The liberal use of saxophone, an instrument that seemed to have been time-locked into the 1980’s, is folded in (“What does that mean ‘Fold in’?”) creating additional jazz angles to the electronic beats presided over by Alice Marida Richard’s cool, detached electro persona.
Pop sensibilities haven’t been completely ignored, they just don’t have the importance that experimentation has, the sheer brevity of the tracks and the record as a whole shows that the short form three minute song is still king here.
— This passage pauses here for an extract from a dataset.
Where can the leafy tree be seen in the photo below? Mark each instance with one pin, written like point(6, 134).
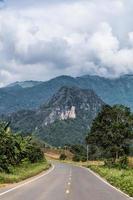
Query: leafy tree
point(63, 156)
point(112, 131)
point(15, 148)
There is a cornucopia of contrasting and complementary sounds throughout the album, tracks like ‘Soft Fruit’ makes a landscape of tinkling bells and flutes then jabs at them with a pulsating saxophone before wrapping the whole lot in a vampy bassline. It constructs something that feels light yet solid whilst rendering you slightly dizzy.
It's these juxtapositions of styles and production tricks that makes for a colourful, if not fully realised experience. The Suicide-esque ‘99 North’ enters as a minamlist electro song but suddenly takes a sharp left into acid-tinged playfulness, which then stops for a quick jazz interlude before knitting the whole lot together as a finale.
Where ‘Private Life’ becomes frustrating is the unthawable coldness throughout. Electro music by its very nature is a cold beast but the steely demeanour only lifts briefly on songs like ‘Lucky Coin’ when the spoken word vocals become actual singing and the human connection becomes more apparent and more of this would lift the spirit of the rest of the record.
Virginia Wing seemed to have crystalised their sound into the purest version that they can on this album. The influences are unashamedly writ large on ‘Private Life’ so it’ll be interesting to see where they’ll drive their sound to next.